Johannesburg - Yields on South African government bonds dropped to seven-week lows on Wednesday, pushed down by better-than-expected consumer inflation data and an interim budget from Finance Minister Nhlanhla Nene that went down well with investors.
READ: Economists salute Nene
Statistics South Africa said annual inflation slowed to 5.9% in September, below market expectations and from 6.4% previously, partly because of lower fuel prices.
READ: Inflation slows to under 6%
The decline meant headline inflation returned to within the central bank's 3% tp 6% target for the first time since February, adding to views it will not have to raise interest rates next month, giving the economy room to recover from strikes this year.
Analysts said a 75 basis-point increase in rates this year looks to have been enough to stem inflationary pressures, with inflation peaking earlier than expected.

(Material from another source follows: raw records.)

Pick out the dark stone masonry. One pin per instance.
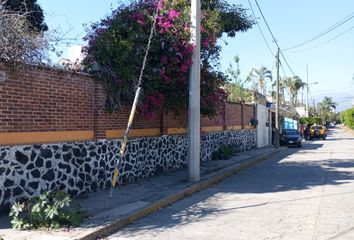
(82, 167)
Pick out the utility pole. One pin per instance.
(307, 90)
(278, 102)
(194, 97)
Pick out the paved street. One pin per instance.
(305, 193)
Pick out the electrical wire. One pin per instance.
(334, 38)
(338, 24)
(274, 39)
(259, 27)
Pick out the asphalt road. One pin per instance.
(305, 193)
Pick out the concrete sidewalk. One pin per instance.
(133, 201)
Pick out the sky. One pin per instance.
(330, 58)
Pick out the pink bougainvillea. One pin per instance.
(117, 44)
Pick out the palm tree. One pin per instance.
(236, 87)
(260, 76)
(326, 108)
(293, 85)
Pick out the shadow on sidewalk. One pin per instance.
(279, 174)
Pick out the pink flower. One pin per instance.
(184, 68)
(173, 14)
(164, 60)
(166, 78)
(206, 42)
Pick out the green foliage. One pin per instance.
(48, 210)
(347, 118)
(225, 152)
(236, 87)
(326, 109)
(311, 120)
(117, 44)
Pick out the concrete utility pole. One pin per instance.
(278, 103)
(194, 97)
(307, 90)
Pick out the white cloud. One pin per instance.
(74, 53)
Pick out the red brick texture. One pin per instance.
(44, 99)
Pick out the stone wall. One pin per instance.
(262, 127)
(82, 167)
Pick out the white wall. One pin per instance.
(262, 130)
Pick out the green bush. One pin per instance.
(348, 118)
(311, 120)
(49, 210)
(225, 152)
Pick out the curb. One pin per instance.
(196, 187)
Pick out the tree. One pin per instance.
(30, 9)
(293, 85)
(260, 76)
(117, 45)
(235, 88)
(326, 109)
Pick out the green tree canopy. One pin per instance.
(117, 45)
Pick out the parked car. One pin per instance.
(290, 137)
(318, 131)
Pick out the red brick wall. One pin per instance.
(248, 114)
(45, 100)
(53, 100)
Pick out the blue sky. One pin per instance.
(292, 22)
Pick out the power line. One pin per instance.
(274, 39)
(338, 24)
(259, 27)
(339, 35)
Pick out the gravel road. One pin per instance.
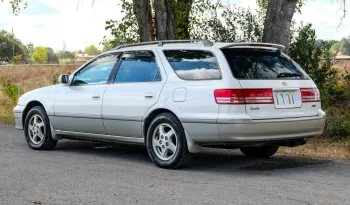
(85, 172)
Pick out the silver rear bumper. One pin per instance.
(18, 113)
(246, 131)
(276, 129)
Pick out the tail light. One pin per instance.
(243, 96)
(310, 95)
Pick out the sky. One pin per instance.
(52, 22)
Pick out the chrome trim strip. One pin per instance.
(191, 120)
(122, 118)
(75, 115)
(282, 120)
(102, 137)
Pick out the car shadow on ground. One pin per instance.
(210, 159)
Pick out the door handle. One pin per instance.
(150, 95)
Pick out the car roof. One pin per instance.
(194, 44)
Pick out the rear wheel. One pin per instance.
(166, 142)
(37, 130)
(259, 152)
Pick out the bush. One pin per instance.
(334, 88)
(10, 90)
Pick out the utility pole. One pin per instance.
(13, 44)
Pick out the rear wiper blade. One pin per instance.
(286, 75)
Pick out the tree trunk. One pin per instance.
(165, 19)
(142, 11)
(183, 10)
(278, 21)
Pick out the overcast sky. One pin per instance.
(49, 22)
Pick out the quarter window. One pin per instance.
(138, 66)
(193, 64)
(96, 72)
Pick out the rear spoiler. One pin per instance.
(256, 45)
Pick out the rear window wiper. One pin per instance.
(286, 75)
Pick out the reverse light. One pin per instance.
(244, 96)
(310, 95)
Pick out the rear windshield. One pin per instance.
(255, 64)
(193, 64)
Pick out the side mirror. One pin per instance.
(63, 79)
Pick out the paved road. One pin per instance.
(82, 172)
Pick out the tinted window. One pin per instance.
(193, 64)
(96, 72)
(138, 66)
(250, 64)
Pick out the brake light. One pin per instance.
(244, 96)
(260, 44)
(310, 95)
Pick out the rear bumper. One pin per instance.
(271, 130)
(18, 113)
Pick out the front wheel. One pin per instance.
(166, 142)
(37, 130)
(259, 152)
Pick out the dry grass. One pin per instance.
(321, 148)
(28, 78)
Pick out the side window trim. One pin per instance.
(118, 64)
(217, 62)
(117, 55)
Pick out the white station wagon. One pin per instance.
(176, 97)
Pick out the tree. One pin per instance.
(51, 56)
(91, 50)
(6, 47)
(30, 48)
(40, 54)
(233, 24)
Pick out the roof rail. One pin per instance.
(206, 43)
(271, 45)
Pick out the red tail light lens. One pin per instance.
(310, 95)
(243, 96)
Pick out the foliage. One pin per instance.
(262, 4)
(225, 23)
(123, 31)
(65, 54)
(309, 56)
(40, 54)
(10, 90)
(6, 47)
(91, 50)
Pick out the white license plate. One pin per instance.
(287, 99)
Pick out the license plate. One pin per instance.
(287, 99)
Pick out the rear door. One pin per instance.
(272, 84)
(135, 89)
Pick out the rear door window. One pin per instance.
(138, 66)
(193, 64)
(255, 64)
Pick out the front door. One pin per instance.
(78, 105)
(136, 89)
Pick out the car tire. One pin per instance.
(259, 152)
(164, 133)
(37, 130)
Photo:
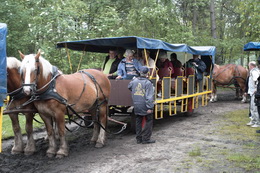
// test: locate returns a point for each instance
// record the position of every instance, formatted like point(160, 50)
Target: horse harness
point(51, 93)
point(232, 79)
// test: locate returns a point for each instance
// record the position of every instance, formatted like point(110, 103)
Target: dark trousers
point(145, 133)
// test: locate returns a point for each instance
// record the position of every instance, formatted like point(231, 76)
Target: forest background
point(40, 24)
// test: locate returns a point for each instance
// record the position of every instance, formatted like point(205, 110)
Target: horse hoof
point(15, 152)
point(62, 153)
point(92, 142)
point(99, 145)
point(28, 153)
point(50, 155)
point(59, 156)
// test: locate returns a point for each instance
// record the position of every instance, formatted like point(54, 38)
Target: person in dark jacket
point(110, 64)
point(198, 65)
point(142, 91)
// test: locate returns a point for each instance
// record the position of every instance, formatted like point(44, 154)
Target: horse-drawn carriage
point(180, 95)
point(3, 78)
point(53, 94)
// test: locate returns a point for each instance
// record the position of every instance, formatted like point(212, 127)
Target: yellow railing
point(185, 99)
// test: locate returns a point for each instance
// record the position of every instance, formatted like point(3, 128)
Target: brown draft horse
point(79, 90)
point(229, 74)
point(14, 86)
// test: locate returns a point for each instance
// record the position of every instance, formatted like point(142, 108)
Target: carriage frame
point(183, 98)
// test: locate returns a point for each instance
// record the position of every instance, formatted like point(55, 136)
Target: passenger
point(165, 70)
point(142, 60)
point(128, 67)
point(164, 66)
point(110, 65)
point(177, 66)
point(198, 65)
point(120, 54)
point(252, 91)
point(142, 91)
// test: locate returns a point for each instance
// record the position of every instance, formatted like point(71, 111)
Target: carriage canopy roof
point(103, 45)
point(3, 77)
point(252, 46)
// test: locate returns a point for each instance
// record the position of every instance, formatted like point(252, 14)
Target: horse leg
point(30, 145)
point(18, 139)
point(60, 121)
point(237, 92)
point(96, 129)
point(51, 135)
point(213, 97)
point(103, 121)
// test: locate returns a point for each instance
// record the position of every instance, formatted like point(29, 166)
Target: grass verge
point(7, 129)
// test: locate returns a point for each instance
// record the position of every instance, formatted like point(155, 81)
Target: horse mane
point(13, 62)
point(29, 60)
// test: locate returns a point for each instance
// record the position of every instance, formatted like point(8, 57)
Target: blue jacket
point(121, 70)
point(198, 70)
point(142, 91)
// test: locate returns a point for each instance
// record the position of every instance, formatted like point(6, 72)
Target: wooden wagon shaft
point(20, 111)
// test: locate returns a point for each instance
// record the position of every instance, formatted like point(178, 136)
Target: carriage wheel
point(88, 121)
point(133, 121)
point(190, 110)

Government bonds extended gains to September 4 levels after Nene announced a smaller-than-expected budget deficit forecast for this year, along with projected faster fiscal consolidation and a budget-neutral support package for power utility Eskom.
"The emphasis on spending containment is particularly important," said Mamokete Lijane, a fixed income analyst at Sasfin Bank.
"The R20bn for Eskom is lower than people would have expected and the view that it's going to be funded via sale of state assets means it's going to be budget neutral."
Yields dropped 12.5 basis points to 7.885% on the benchmark 2026 issue and 16 basis points at 6.275% on the 2015 note.
The rand rallied to test levels below the 11 mark, hitting R10.9950 against the dollar.
The next major resistance for the currency comes at the R10.89, a level last tested in mid-September.